Durum böyle olduğuna
göre, bu yapılanmayla, bu geriye gidişle
mücadele edecek Cumhuriyet Halk
Partisinin genel başkanı olacak kişinin
vasıfları önem arz etmektedir.
Bu nedenle,
Cumhuriyetin temel değerleri iktidar sahipleri tarafından ortadan
kaldırılırken, bununla mücadele edecek ve bunu yaparken de kurtuluş savaşında
olduğu gibi toplumun geniş bölümünü kucaklayabilecek bir lidere ihtiyaç vardır.
Böyle bir liderin
ortaya çıkabilmesi içinde tarihi, sosyal ve psikolojik şartlar mevcuttur.
Elbette entelektüel
derinliği olan, saygın bir insan olması gerekiyor.

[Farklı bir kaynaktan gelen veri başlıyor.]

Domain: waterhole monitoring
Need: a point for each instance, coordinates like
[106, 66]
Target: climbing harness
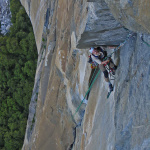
[110, 70]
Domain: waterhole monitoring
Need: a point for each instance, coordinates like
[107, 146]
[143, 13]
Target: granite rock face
[64, 31]
[5, 16]
[101, 27]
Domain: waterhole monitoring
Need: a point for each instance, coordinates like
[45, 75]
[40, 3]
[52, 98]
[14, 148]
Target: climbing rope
[86, 93]
[122, 44]
[92, 82]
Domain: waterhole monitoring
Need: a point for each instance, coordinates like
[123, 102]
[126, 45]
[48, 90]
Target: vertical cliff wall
[64, 31]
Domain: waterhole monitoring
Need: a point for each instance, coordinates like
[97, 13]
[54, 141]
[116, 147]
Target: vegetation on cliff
[18, 59]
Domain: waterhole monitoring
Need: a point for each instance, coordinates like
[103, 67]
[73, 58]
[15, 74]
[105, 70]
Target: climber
[99, 57]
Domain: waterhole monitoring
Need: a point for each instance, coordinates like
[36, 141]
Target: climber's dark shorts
[103, 69]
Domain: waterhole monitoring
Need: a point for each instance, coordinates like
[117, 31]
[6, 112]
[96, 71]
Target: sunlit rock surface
[64, 31]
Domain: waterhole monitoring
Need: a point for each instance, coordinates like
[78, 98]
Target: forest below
[18, 61]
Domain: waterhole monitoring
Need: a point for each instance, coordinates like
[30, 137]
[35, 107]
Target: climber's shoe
[110, 87]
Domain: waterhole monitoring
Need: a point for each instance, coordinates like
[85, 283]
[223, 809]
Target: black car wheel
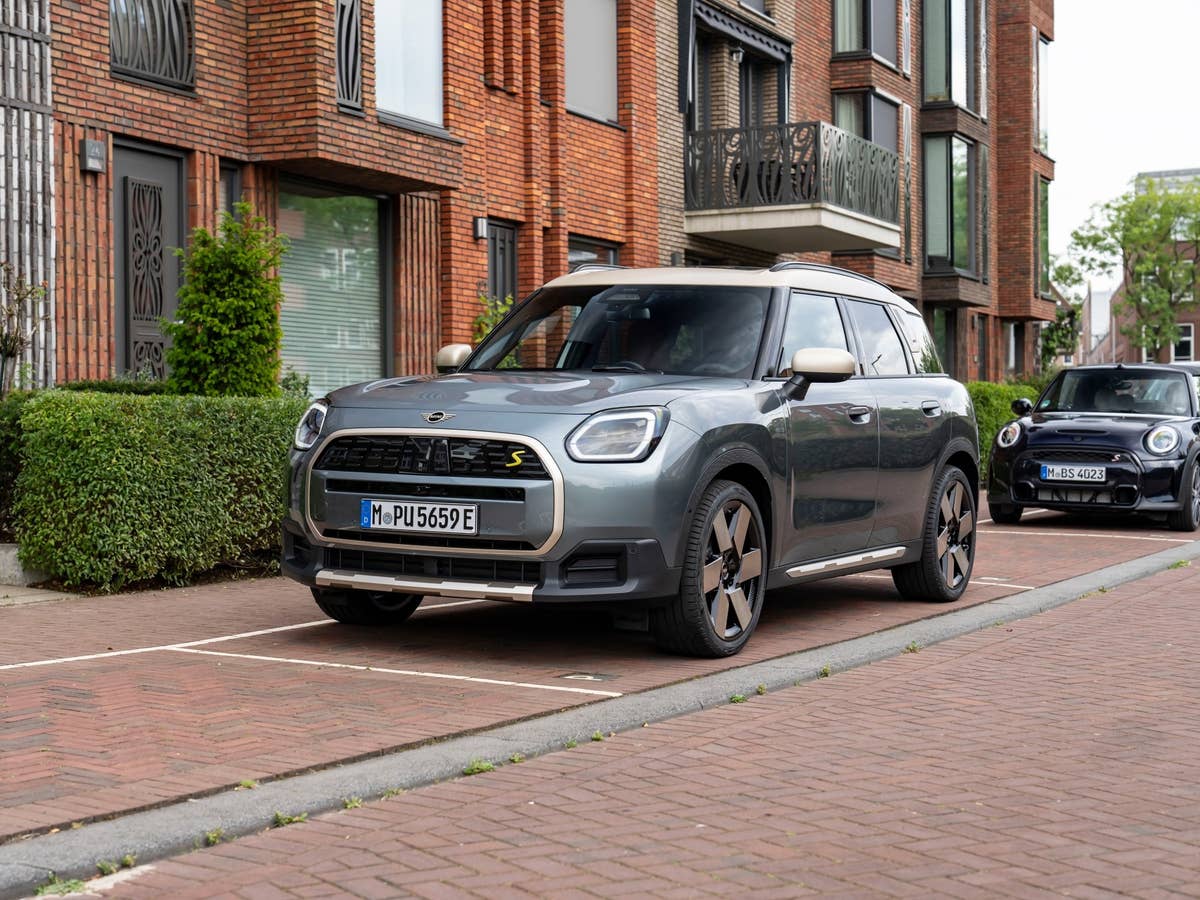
[947, 544]
[724, 577]
[366, 607]
[1006, 514]
[1187, 519]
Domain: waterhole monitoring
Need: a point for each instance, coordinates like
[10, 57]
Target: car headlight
[311, 424]
[1009, 435]
[618, 436]
[1162, 441]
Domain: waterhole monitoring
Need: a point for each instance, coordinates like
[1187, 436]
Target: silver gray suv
[679, 441]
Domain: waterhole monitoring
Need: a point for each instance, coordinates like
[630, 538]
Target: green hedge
[993, 403]
[118, 489]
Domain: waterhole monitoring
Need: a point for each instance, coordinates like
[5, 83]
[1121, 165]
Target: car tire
[366, 607]
[947, 544]
[724, 577]
[1188, 517]
[1006, 514]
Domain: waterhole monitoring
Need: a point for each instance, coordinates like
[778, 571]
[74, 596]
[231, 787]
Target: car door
[833, 443]
[911, 419]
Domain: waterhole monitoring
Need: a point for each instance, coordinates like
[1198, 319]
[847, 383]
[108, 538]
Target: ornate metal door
[148, 213]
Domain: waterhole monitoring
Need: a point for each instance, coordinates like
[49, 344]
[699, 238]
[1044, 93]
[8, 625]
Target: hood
[570, 393]
[1093, 427]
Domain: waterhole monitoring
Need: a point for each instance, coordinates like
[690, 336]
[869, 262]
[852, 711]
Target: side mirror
[451, 357]
[817, 365]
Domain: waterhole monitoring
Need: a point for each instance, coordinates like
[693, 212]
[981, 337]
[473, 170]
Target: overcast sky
[1122, 100]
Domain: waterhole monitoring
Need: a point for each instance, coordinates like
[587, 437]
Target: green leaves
[119, 489]
[226, 340]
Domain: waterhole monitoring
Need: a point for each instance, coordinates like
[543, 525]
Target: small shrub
[120, 489]
[226, 339]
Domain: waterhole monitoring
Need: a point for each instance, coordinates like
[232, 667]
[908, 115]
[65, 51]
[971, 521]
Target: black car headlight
[1008, 436]
[1162, 441]
[618, 436]
[311, 424]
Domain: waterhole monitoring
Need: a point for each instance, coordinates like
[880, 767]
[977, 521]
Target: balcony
[792, 187]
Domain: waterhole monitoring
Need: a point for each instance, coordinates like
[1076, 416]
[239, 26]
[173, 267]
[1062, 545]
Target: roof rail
[595, 267]
[821, 267]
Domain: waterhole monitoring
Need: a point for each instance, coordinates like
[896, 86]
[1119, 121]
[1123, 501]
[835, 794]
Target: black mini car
[1103, 438]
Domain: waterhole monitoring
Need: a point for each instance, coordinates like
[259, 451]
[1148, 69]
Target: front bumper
[1132, 484]
[592, 571]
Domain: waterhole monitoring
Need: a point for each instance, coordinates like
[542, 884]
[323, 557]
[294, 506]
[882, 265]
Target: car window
[882, 349]
[921, 343]
[813, 321]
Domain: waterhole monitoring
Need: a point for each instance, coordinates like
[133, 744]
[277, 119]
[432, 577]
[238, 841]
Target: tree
[1153, 235]
[226, 339]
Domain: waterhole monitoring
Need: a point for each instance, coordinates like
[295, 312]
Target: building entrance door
[148, 219]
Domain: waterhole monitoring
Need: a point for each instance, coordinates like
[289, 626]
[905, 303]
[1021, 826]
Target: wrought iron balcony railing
[787, 165]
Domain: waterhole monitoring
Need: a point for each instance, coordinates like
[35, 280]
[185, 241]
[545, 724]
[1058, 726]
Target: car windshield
[1125, 390]
[700, 330]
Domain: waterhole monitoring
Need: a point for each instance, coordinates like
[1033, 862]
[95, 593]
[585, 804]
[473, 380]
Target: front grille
[424, 540]
[406, 455]
[513, 571]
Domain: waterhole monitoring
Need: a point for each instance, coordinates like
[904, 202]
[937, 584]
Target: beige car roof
[822, 279]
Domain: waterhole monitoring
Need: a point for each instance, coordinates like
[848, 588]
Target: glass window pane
[937, 83]
[331, 311]
[591, 55]
[882, 348]
[885, 123]
[813, 321]
[883, 29]
[937, 203]
[963, 207]
[408, 59]
[847, 27]
[847, 113]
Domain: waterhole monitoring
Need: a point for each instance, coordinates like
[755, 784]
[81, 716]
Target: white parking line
[409, 672]
[184, 645]
[1087, 534]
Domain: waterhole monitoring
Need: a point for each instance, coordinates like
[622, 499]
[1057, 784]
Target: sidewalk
[1053, 755]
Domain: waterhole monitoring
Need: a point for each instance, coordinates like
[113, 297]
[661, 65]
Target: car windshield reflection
[1129, 391]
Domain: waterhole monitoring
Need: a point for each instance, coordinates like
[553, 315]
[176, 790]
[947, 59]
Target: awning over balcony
[792, 187]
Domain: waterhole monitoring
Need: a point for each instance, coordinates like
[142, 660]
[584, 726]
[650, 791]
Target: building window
[581, 251]
[1042, 251]
[951, 53]
[408, 60]
[865, 25]
[1185, 348]
[154, 40]
[869, 115]
[949, 204]
[591, 54]
[1041, 93]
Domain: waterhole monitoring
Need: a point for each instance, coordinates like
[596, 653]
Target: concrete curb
[180, 827]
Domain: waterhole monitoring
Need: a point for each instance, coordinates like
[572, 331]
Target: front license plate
[1074, 473]
[421, 517]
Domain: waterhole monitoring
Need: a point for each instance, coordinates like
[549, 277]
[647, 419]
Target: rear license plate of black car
[1074, 473]
[420, 517]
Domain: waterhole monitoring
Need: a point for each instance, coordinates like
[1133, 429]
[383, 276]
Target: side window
[921, 343]
[813, 321]
[882, 349]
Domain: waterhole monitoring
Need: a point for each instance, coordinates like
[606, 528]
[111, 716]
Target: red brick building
[423, 154]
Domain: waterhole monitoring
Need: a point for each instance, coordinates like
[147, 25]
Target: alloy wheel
[732, 570]
[955, 534]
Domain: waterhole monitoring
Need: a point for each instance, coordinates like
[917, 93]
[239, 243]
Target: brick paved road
[99, 736]
[1049, 756]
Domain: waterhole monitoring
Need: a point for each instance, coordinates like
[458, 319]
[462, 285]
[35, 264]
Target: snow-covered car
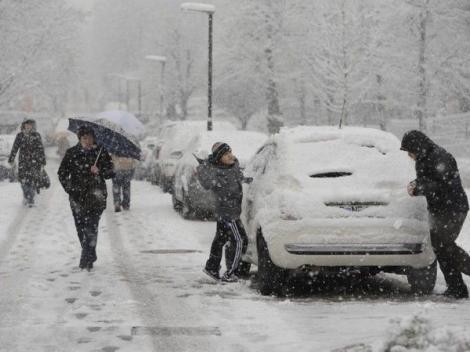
[175, 142]
[329, 200]
[7, 171]
[147, 146]
[188, 195]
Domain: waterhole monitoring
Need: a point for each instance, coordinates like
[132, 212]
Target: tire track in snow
[167, 338]
[23, 217]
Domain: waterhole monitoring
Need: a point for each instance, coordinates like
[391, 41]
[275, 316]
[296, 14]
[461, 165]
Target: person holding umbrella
[82, 173]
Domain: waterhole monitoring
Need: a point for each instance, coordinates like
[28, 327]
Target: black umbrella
[114, 142]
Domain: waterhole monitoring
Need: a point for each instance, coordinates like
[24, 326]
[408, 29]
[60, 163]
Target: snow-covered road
[147, 291]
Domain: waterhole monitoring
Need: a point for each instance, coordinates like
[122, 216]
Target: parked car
[147, 146]
[329, 200]
[189, 196]
[174, 139]
[7, 171]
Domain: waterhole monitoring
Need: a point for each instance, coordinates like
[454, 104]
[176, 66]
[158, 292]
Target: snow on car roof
[244, 144]
[344, 161]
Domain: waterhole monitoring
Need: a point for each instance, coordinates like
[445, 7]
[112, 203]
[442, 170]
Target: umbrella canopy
[114, 142]
[121, 121]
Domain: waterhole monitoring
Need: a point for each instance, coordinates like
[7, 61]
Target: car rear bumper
[349, 243]
[354, 249]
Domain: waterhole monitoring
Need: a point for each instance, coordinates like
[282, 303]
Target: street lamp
[162, 60]
[209, 9]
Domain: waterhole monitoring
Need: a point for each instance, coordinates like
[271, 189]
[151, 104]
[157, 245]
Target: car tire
[176, 203]
[422, 280]
[271, 278]
[243, 270]
[187, 210]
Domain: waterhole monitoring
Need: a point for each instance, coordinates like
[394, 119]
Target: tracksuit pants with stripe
[233, 232]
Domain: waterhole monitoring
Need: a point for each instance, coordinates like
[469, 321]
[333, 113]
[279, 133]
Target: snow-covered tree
[36, 62]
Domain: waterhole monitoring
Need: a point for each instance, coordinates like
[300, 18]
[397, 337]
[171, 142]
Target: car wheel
[243, 270]
[186, 208]
[422, 280]
[271, 278]
[176, 203]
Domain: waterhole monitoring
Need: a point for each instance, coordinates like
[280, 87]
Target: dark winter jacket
[226, 183]
[437, 174]
[84, 188]
[31, 157]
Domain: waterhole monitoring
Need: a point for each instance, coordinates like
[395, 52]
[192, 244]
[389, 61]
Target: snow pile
[417, 333]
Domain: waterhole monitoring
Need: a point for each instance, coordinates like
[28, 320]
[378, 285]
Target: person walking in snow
[439, 181]
[82, 173]
[124, 171]
[221, 173]
[31, 160]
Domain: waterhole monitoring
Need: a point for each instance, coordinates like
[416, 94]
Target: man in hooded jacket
[439, 181]
[31, 159]
[82, 173]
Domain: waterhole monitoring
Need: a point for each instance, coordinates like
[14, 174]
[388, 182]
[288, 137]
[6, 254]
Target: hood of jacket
[418, 143]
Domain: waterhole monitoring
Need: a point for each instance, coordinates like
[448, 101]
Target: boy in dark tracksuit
[221, 173]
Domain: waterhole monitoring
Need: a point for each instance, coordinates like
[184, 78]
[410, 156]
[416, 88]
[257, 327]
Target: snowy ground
[147, 291]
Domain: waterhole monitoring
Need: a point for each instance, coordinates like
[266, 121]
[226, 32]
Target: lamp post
[139, 93]
[209, 10]
[162, 60]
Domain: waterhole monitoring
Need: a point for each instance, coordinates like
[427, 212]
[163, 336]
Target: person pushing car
[438, 179]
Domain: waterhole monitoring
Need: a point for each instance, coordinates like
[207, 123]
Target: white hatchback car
[325, 199]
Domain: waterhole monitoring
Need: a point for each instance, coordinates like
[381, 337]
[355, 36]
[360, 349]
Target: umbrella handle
[99, 154]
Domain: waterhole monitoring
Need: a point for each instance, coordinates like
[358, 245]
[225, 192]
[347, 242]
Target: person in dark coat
[31, 159]
[439, 181]
[82, 173]
[221, 173]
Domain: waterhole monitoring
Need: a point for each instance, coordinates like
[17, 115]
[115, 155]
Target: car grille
[355, 206]
[353, 249]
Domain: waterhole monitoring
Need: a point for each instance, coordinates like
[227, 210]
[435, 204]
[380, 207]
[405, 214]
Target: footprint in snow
[93, 328]
[110, 349]
[83, 340]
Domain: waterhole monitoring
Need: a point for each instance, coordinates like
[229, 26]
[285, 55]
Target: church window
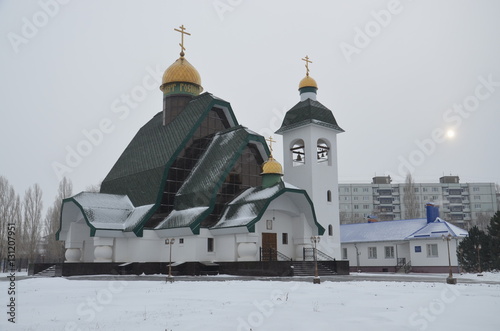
[210, 244]
[269, 224]
[372, 252]
[285, 239]
[298, 153]
[432, 250]
[322, 151]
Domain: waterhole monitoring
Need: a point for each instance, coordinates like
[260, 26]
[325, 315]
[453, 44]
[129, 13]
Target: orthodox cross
[183, 32]
[271, 141]
[306, 59]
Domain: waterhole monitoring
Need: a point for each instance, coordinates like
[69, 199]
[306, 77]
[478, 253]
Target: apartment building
[463, 204]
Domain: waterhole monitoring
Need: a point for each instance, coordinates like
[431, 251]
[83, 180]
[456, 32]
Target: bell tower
[309, 133]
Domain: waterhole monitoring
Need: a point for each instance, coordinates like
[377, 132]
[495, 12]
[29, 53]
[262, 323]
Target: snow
[221, 304]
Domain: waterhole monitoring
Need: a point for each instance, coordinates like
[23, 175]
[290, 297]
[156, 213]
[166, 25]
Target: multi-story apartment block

Bir şey söylemeye başladığı
zaman karşı taraftakilerin bile acaba ne diyor diye kulak vereceği bir insan
olması gerekiyor.
Elbette bu lider
yüzlerce yılda bir defa gelebilen bir Atatürk olmayacaktır ama anayasa
referandumundaki yüzde ellinin üstündeki seçmen kitlesini kucaklayabilecek bir
insan olması gerekiyor.
Siyasi şartlar artık
insanları sağcı solcu diye ayırabileceğimiz noktayı çoktan aşmıştır. Olayı sol sağ diye kategorize ettiğiniz zaman
ulaşılacak nokta yüzde yirmi beşleri aşamaz.
Ama Cumhuriyet Halk
Partisi fabrika ayarlarına dönüp, ırkçı ve şeriatçı olmayan muhafazakar seçmeni
de kucakladığı zaman referandum sonucuna yakın ve hatta daha büyük bir kitleye ulaşır.
Geçtiğimiz hafta içinde Prof. Dr Korkut Boratav Cumhuriyet
Halk Partisine bir çağrı yaparak “Sosyal demokrasiyi değil, açıkça cumhuriyet
değerlerini sahiplenin. ‘Hayır’ bloğunun pekişmesine, genişlemesine ancak bu
doğrultuda katkı yapılabilinir” demişti.
Bu tarif tam da partinin kurucu Genel başkanı Ulu Önder
Atatürk’ün dayandığı geniş halk kitlesini tarif etmektedir.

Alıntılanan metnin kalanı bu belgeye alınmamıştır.